Anime Frame Optimizer (AFOptimizer) is a Python-based tool that enhances anime viewing experiences by automatically removing static or 'dead' frames from videos. Using OpenCV, AFOptimizer employs three sophisticated frame analysis methods: Optical Flow, Frame Difference, and Structural Similarity Index (SSIM), each tailored to specific video processing requirements.

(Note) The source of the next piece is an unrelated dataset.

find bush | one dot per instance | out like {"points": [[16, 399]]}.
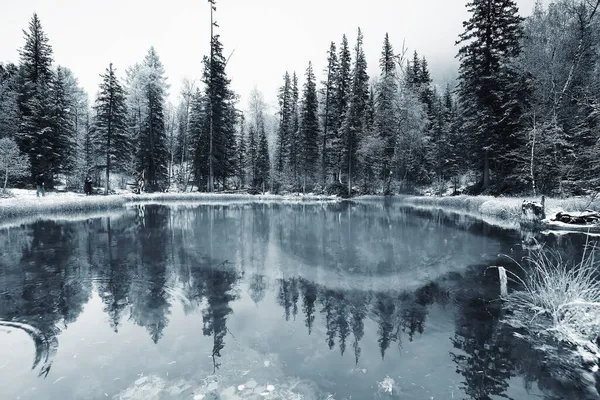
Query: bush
{"points": [[558, 298]]}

Use this project on Google Colab

Features

  • Tri-Method Analysis: Utilizes Optical Flow, Frame Difference, and SSIM for comprehensive frame analysis.
  • Efficient Frame Removal: Automatically detects and removes static frames, streamlining the viewing experience.
  • Customizable Sensitivity: Adjusts movement detection sensitivity for different video types and preferences.
  • Command-Line Interface: Easy-to-use CLI for processing videos with specified methods and settings.
  • Performance Variation: Each method varies in processing time and efficiency, offering flexibility based on user needs:
    • SSIM: ~2.13 frames/s
    • Frame Difference: ~37.12 frames/s
    • Optical Flow: ~1.18 frames/s
    • Note: Performance metrics tested on a 4vCPU, 8GB RAM replit core environment.

Setup and Installation

To use AFOptimizer, ensure Python and all the dependencies from requirements.txt are installed

Usage

Run main.py with the desired method and video file as arguments:

  • python FrameEnhancer.py -of --video=path/to/video for Optical Flow.
  • python FrameEnhancer.py -fd --video=path/to/video for Frame Difference.
  • python FrameEnhancer.py -ss --video=path/to/video --ssim_threshold=0.9587 for SSIM (the --ssim_threshold flag is optional; if not used, the value will default to 0.9587).

Methods Explained

Optical Flow Method

  • How It Works: Calculates motion between frames based on pixel changes.
  • Technique: Uses the Farneback algorithm for dense optical flow, providing a motion vector for each pixel.
  • Ideal Use: Best for videos where detailed movement detection is crucial.
  • Output: Generates a video with smoother transitions by excluding frames with minimal pixel motion.
  • Performance: More processing-intensive due to complex vector calculations.

Frame Difference Method

  • How It Works: Assesses the difference in pixel values between consecutive frames.
  • Technique: Compares grayscale versions of frames and measures the change in pixel intensity.
  • Ideal Use: Effective for videos with varying lighting conditions or minimal background movement.
  • Output: Focuses on significant movements by discarding frames with minimal changes.
  • Performance: Faster than Optical Flow, offering a balance between speed and precision.

SSIM Method

  • How It Works: Uses the Structural Similarity Index to evaluate frame similarity.
  • Technique: Measures changes in luminance, contrast, and structure between frames.
  • Ideal Use: Suited for videos where perceptual frame similarity is essential.
  • Output: Removes frames that are perceptually similar to their preceding frames.
  • Performance: Quicker than Optical Flow, prioritizing perceptual quality over pixel-level changes.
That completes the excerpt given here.